Question

Let R be a relation on $N\times N$ , defined by (a, b) R (c, d) $\Leftrightarrow$ a+d = b+c . Then R, is
(a) reflexive and symmetric but not transitive
(b) reflexive and transitive but not symmetric.
(c) symmetric and transitive but not reflexive.
(d) an equivalence relation.

Answer 1

Hint:Here, we will use the definitions of reflexive, symmetric and transitive relations to check whether the given relations are reflexive, symmetric or transitive.

Complete step-by-step answer:
A relation between two sets is a collection of ordered pairs containing one object from each set.
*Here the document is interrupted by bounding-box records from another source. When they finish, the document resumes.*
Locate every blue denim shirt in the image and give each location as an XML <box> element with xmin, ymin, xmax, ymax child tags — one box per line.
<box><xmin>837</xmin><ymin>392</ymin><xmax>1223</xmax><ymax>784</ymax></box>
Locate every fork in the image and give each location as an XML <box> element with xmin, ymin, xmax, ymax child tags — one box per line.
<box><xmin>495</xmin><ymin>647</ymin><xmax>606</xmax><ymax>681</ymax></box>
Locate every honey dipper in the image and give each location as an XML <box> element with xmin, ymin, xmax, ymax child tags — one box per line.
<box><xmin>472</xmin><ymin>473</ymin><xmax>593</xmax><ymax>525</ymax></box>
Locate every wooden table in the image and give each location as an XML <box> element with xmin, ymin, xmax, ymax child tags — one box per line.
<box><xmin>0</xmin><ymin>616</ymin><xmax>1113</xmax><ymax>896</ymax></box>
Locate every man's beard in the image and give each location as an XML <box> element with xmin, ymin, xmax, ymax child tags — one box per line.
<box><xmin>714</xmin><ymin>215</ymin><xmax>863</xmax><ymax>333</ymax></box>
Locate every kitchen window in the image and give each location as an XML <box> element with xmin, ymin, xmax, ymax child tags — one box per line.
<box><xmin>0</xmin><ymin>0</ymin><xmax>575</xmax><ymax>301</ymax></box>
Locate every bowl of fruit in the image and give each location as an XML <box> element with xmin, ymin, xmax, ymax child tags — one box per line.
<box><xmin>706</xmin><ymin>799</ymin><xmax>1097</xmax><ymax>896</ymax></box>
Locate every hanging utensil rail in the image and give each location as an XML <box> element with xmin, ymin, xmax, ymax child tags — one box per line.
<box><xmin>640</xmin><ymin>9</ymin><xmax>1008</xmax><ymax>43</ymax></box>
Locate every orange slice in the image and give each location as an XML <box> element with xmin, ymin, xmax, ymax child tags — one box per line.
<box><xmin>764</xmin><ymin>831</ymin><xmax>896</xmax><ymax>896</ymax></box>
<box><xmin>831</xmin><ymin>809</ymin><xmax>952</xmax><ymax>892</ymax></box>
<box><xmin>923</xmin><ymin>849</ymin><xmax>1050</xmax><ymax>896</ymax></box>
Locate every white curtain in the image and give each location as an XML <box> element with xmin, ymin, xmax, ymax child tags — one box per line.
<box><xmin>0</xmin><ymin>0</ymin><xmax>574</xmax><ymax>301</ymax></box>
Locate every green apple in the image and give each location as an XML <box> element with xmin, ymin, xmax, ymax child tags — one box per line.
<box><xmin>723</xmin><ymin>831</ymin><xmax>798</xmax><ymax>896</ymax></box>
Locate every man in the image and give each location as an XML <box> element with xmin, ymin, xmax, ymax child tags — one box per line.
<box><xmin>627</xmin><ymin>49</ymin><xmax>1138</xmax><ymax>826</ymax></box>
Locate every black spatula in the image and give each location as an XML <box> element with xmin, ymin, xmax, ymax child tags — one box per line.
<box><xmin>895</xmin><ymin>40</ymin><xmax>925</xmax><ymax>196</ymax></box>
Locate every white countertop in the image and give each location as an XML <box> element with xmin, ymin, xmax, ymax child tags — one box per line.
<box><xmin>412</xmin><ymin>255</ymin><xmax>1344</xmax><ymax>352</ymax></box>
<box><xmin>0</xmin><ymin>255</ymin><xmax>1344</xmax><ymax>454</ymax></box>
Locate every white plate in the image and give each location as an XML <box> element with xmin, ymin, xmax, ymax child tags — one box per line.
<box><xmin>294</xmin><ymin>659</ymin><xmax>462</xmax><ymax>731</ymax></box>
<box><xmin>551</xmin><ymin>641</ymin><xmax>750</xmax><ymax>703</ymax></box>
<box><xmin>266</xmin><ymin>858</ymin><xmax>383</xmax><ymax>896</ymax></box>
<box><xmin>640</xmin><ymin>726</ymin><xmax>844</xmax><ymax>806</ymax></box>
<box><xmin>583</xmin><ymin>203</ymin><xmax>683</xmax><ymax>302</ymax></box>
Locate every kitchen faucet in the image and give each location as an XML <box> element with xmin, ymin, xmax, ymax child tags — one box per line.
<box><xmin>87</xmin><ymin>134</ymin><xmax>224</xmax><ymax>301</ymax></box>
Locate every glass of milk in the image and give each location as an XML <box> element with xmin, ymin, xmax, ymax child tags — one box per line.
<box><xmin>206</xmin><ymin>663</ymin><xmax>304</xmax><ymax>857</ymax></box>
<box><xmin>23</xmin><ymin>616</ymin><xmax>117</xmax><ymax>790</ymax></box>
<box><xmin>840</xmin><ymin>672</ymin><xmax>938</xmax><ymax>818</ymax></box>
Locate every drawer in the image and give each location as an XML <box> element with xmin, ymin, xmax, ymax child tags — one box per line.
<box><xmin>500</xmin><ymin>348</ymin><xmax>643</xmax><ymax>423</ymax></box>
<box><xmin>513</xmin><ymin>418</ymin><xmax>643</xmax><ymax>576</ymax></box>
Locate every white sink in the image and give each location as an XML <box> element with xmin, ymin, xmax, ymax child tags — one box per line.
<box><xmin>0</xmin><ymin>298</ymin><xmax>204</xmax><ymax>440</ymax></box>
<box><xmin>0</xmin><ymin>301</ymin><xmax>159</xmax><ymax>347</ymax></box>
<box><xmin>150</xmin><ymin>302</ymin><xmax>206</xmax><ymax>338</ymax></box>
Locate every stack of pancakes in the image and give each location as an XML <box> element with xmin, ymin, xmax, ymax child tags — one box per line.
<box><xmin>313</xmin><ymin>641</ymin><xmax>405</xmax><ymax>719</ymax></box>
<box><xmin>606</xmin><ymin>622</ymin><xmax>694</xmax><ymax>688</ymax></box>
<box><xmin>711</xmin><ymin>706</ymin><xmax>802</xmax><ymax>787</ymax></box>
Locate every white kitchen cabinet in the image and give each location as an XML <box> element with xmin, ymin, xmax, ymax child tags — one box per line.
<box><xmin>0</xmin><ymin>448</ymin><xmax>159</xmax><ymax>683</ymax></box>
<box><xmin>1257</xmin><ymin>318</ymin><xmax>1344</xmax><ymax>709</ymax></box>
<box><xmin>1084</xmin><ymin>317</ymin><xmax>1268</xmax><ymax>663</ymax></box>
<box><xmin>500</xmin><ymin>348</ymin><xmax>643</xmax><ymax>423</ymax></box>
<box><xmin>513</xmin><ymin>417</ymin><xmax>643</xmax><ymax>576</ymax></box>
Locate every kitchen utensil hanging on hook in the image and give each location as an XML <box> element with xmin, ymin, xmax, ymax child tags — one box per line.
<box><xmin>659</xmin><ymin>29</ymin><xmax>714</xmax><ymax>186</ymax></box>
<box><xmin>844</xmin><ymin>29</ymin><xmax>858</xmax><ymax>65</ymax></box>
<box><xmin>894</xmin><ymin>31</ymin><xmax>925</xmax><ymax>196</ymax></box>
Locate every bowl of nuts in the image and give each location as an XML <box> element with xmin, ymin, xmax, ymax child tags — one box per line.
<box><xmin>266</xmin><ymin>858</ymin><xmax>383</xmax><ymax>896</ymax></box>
If the object x is from the first set and the object y is from the second set, then the objects are said to be related if the ordered pair (x, y) is in the relation.
A relation R is reflexive if each element is related itself, i.e. (a, a) $\in$ R, where a is an element of the domain.
A relation R is symmetric in case if any one element is related to any other element, then the second element is related to the first, i.e. if (x, y) $\in$ R then (y, x) $\in$ R, where x and y are the elements of domain and range respectively.
A relation R is transitive in case if any one element is related to a second and that second element is related to a third, then the first element is related to the third, i.e. if (x, y) $\in$ R and (y, z) $\in$ R then (x, z) $\in$ R.
Here, the given relation is:
(a, b) R (c, d) $\Leftrightarrow$ a+d = b+c
Since, we know that (a +d)= (a + d).
Therefore, (a+d, a+d) $\in$ R.
So, R is reflexive.
Now, suppose that (a + d, b + c) $\in$ R.
Then we can write:
a+d=b+c
Or, b+c = a+d
So, (b+c, a+d) $\in$ R.
This means that R is symmetric.
Now, let us take an ordered pair (a + d, b + c) $\in$ R and (b + c, e+f) $\in$ R.
We can write:
$a+d=b+c..........\left( 1 \right)$
And, $b+c=e+f.............\left( 2 \right)$
From equations (1) and (2), we can say that a+d = e+f.
So, (a + d, e + f) $\in$ R.
This implies that R is transitive.
So, R is reflexive, symmetric as well as transitive.
We know that a relation which is symmetric, reflexive as well as transitive is an equivalence relation.
Hence, option (d) is the correct answer.

Note: Students should note here that for a relation to be a particular type of relation, i.e. reflexive, symmetric or transitive, all its elements must satisfy the required conditions. If we are able to find even a single counter example, i.e. if any of the elements doesn’t satisfy the criteria, then we can’t proceed further.